Each morning Truman arrived in his office to find his daily calendar stacked up with meetings of high national and international consequence. Senators and congressmen came and went in the time it might take a man to chat with an acquaintance on the street, often groups of visitors scheduled for five-minute blocks. The issues at hand were innumerable and often so complex, it required hours of reading to have a rudimentary grasp on them before Truman was forced into dialogue. At 3 p.m. each day, Roberta Barrows—the assistant appointments secretary—delivered to the president what she called “legal sheets,” bios of all the people who would be meeting with the president the following day. These required Barrows to perform careful detective work. “I had to know their background and what they were going to talk to the president about,” she recalled.

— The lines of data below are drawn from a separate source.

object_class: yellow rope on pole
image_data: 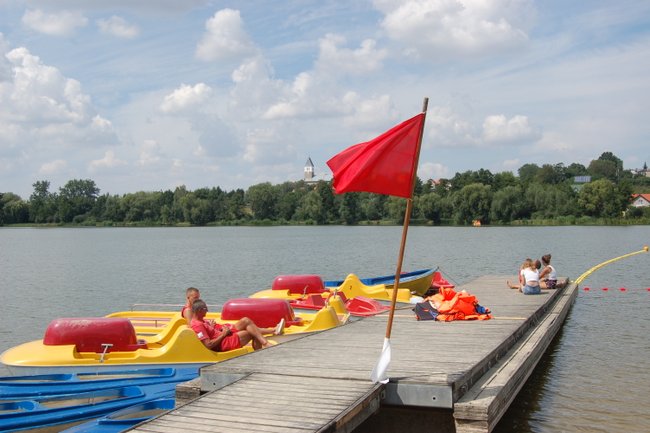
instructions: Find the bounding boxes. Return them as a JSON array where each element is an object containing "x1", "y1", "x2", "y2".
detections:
[{"x1": 574, "y1": 245, "x2": 649, "y2": 285}]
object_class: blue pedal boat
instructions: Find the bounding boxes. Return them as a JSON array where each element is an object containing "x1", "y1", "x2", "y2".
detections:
[
  {"x1": 0, "y1": 367, "x2": 197, "y2": 399},
  {"x1": 0, "y1": 380, "x2": 182, "y2": 432},
  {"x1": 60, "y1": 397, "x2": 175, "y2": 433}
]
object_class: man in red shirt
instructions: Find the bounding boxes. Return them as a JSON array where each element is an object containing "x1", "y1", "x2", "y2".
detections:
[
  {"x1": 190, "y1": 299, "x2": 284, "y2": 351},
  {"x1": 181, "y1": 287, "x2": 201, "y2": 324}
]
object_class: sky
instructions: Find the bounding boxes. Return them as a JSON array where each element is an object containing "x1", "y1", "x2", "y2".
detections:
[{"x1": 1, "y1": 0, "x2": 649, "y2": 199}]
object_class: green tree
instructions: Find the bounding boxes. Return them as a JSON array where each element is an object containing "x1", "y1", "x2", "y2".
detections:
[
  {"x1": 29, "y1": 180, "x2": 56, "y2": 223},
  {"x1": 566, "y1": 163, "x2": 588, "y2": 178},
  {"x1": 277, "y1": 191, "x2": 299, "y2": 221},
  {"x1": 526, "y1": 183, "x2": 575, "y2": 218},
  {"x1": 450, "y1": 169, "x2": 494, "y2": 192},
  {"x1": 588, "y1": 151, "x2": 623, "y2": 181},
  {"x1": 295, "y1": 190, "x2": 323, "y2": 223},
  {"x1": 518, "y1": 163, "x2": 540, "y2": 186},
  {"x1": 101, "y1": 194, "x2": 125, "y2": 223},
  {"x1": 386, "y1": 196, "x2": 407, "y2": 224},
  {"x1": 361, "y1": 194, "x2": 387, "y2": 221},
  {"x1": 451, "y1": 183, "x2": 492, "y2": 225},
  {"x1": 315, "y1": 181, "x2": 337, "y2": 223},
  {"x1": 246, "y1": 183, "x2": 278, "y2": 220},
  {"x1": 57, "y1": 179, "x2": 100, "y2": 222},
  {"x1": 339, "y1": 193, "x2": 361, "y2": 225},
  {"x1": 493, "y1": 172, "x2": 518, "y2": 191},
  {"x1": 432, "y1": 178, "x2": 452, "y2": 197},
  {"x1": 417, "y1": 192, "x2": 442, "y2": 224},
  {"x1": 490, "y1": 186, "x2": 527, "y2": 223},
  {"x1": 588, "y1": 160, "x2": 618, "y2": 181},
  {"x1": 226, "y1": 189, "x2": 246, "y2": 221},
  {"x1": 1, "y1": 193, "x2": 29, "y2": 225},
  {"x1": 535, "y1": 163, "x2": 567, "y2": 184},
  {"x1": 577, "y1": 179, "x2": 626, "y2": 217}
]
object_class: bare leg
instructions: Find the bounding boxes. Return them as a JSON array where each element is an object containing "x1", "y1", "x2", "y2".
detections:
[
  {"x1": 506, "y1": 280, "x2": 521, "y2": 290},
  {"x1": 234, "y1": 318, "x2": 270, "y2": 349}
]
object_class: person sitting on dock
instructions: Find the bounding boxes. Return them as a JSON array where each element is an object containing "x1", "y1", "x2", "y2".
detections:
[
  {"x1": 190, "y1": 299, "x2": 284, "y2": 351},
  {"x1": 538, "y1": 254, "x2": 558, "y2": 289},
  {"x1": 507, "y1": 258, "x2": 533, "y2": 290},
  {"x1": 520, "y1": 260, "x2": 541, "y2": 295},
  {"x1": 182, "y1": 287, "x2": 201, "y2": 323}
]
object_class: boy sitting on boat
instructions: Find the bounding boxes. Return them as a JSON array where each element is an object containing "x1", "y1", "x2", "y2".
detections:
[{"x1": 190, "y1": 299, "x2": 284, "y2": 351}]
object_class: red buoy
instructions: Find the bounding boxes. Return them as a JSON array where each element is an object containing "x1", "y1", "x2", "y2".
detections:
[
  {"x1": 620, "y1": 287, "x2": 627, "y2": 292},
  {"x1": 602, "y1": 287, "x2": 609, "y2": 291},
  {"x1": 584, "y1": 287, "x2": 590, "y2": 291}
]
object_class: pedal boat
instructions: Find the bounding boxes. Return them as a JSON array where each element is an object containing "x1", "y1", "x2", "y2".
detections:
[
  {"x1": 0, "y1": 381, "x2": 176, "y2": 433},
  {"x1": 60, "y1": 397, "x2": 174, "y2": 433},
  {"x1": 0, "y1": 367, "x2": 197, "y2": 399},
  {"x1": 324, "y1": 268, "x2": 436, "y2": 296},
  {"x1": 250, "y1": 273, "x2": 418, "y2": 306},
  {"x1": 0, "y1": 298, "x2": 348, "y2": 376}
]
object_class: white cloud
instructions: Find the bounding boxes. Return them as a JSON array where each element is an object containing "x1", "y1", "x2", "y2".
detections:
[
  {"x1": 137, "y1": 139, "x2": 161, "y2": 167},
  {"x1": 229, "y1": 56, "x2": 282, "y2": 116},
  {"x1": 22, "y1": 9, "x2": 88, "y2": 36},
  {"x1": 89, "y1": 150, "x2": 127, "y2": 172},
  {"x1": 3, "y1": 46, "x2": 115, "y2": 140},
  {"x1": 195, "y1": 9, "x2": 256, "y2": 62},
  {"x1": 316, "y1": 34, "x2": 387, "y2": 75},
  {"x1": 341, "y1": 93, "x2": 398, "y2": 130},
  {"x1": 39, "y1": 159, "x2": 67, "y2": 175},
  {"x1": 426, "y1": 106, "x2": 479, "y2": 148},
  {"x1": 97, "y1": 16, "x2": 139, "y2": 38},
  {"x1": 160, "y1": 83, "x2": 212, "y2": 113},
  {"x1": 502, "y1": 158, "x2": 520, "y2": 171},
  {"x1": 419, "y1": 161, "x2": 450, "y2": 180},
  {"x1": 262, "y1": 35, "x2": 393, "y2": 122},
  {"x1": 374, "y1": 0, "x2": 534, "y2": 59},
  {"x1": 0, "y1": 33, "x2": 11, "y2": 82},
  {"x1": 482, "y1": 114, "x2": 539, "y2": 143}
]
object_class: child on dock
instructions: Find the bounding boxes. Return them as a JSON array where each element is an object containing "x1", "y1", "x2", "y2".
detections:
[{"x1": 539, "y1": 254, "x2": 558, "y2": 289}]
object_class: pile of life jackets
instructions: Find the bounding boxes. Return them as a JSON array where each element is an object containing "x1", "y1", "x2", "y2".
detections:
[{"x1": 417, "y1": 287, "x2": 492, "y2": 321}]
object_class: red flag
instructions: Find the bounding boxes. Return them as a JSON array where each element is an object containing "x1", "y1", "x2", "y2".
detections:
[{"x1": 327, "y1": 113, "x2": 424, "y2": 198}]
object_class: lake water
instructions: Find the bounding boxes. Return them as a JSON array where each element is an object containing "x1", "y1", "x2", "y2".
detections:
[{"x1": 1, "y1": 226, "x2": 649, "y2": 432}]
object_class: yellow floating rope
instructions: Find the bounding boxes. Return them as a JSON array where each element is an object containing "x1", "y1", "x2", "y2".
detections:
[{"x1": 574, "y1": 245, "x2": 649, "y2": 285}]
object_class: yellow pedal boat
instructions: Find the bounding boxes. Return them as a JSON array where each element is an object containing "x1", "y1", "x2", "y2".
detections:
[
  {"x1": 251, "y1": 273, "x2": 417, "y2": 304},
  {"x1": 0, "y1": 298, "x2": 348, "y2": 376}
]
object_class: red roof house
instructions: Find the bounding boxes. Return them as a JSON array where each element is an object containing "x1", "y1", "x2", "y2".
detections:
[{"x1": 631, "y1": 193, "x2": 650, "y2": 207}]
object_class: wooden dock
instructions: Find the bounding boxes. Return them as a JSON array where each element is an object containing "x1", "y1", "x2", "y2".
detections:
[{"x1": 129, "y1": 275, "x2": 577, "y2": 433}]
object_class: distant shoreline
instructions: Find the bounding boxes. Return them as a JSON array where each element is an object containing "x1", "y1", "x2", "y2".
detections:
[{"x1": 3, "y1": 218, "x2": 649, "y2": 228}]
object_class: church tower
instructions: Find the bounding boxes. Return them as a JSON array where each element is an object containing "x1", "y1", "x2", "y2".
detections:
[{"x1": 304, "y1": 157, "x2": 315, "y2": 182}]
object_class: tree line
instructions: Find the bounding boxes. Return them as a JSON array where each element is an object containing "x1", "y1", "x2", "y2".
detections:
[{"x1": 1, "y1": 151, "x2": 649, "y2": 227}]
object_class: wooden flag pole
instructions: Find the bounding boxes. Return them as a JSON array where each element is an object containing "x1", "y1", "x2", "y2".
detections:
[
  {"x1": 385, "y1": 97, "x2": 429, "y2": 340},
  {"x1": 370, "y1": 97, "x2": 429, "y2": 383}
]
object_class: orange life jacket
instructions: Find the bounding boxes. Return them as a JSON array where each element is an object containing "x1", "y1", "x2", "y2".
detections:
[{"x1": 431, "y1": 287, "x2": 491, "y2": 321}]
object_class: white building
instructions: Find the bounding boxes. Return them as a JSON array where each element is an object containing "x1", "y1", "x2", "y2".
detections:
[{"x1": 631, "y1": 194, "x2": 650, "y2": 207}]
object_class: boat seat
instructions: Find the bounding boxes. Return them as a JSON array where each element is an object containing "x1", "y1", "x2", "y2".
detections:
[
  {"x1": 43, "y1": 318, "x2": 148, "y2": 353},
  {"x1": 272, "y1": 275, "x2": 326, "y2": 295}
]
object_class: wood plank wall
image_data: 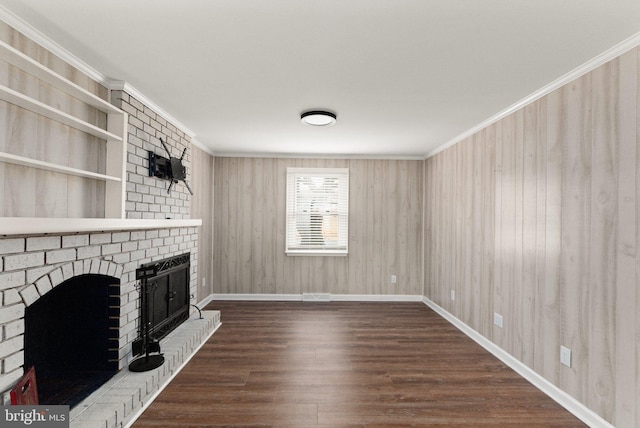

“There are no minor problems that come to his desk,” recalled Truman’s friend and now administrative assistant Eddie McKim. “They are all major . . . Everybody was there on appointment; they had to be there on a major problem, or they wouldn’t get in . . . There was no two of them alike. That’s the Presidency.”
On April 19, President Osmeña of the Philippines arrived at the White House for Truman’s first visit with a foreign leader. The Philippines had been a U.S. colony since 1898 and would be granted independence at the war’s end, but Truman needed reassurance that the United States could maintain military bases there.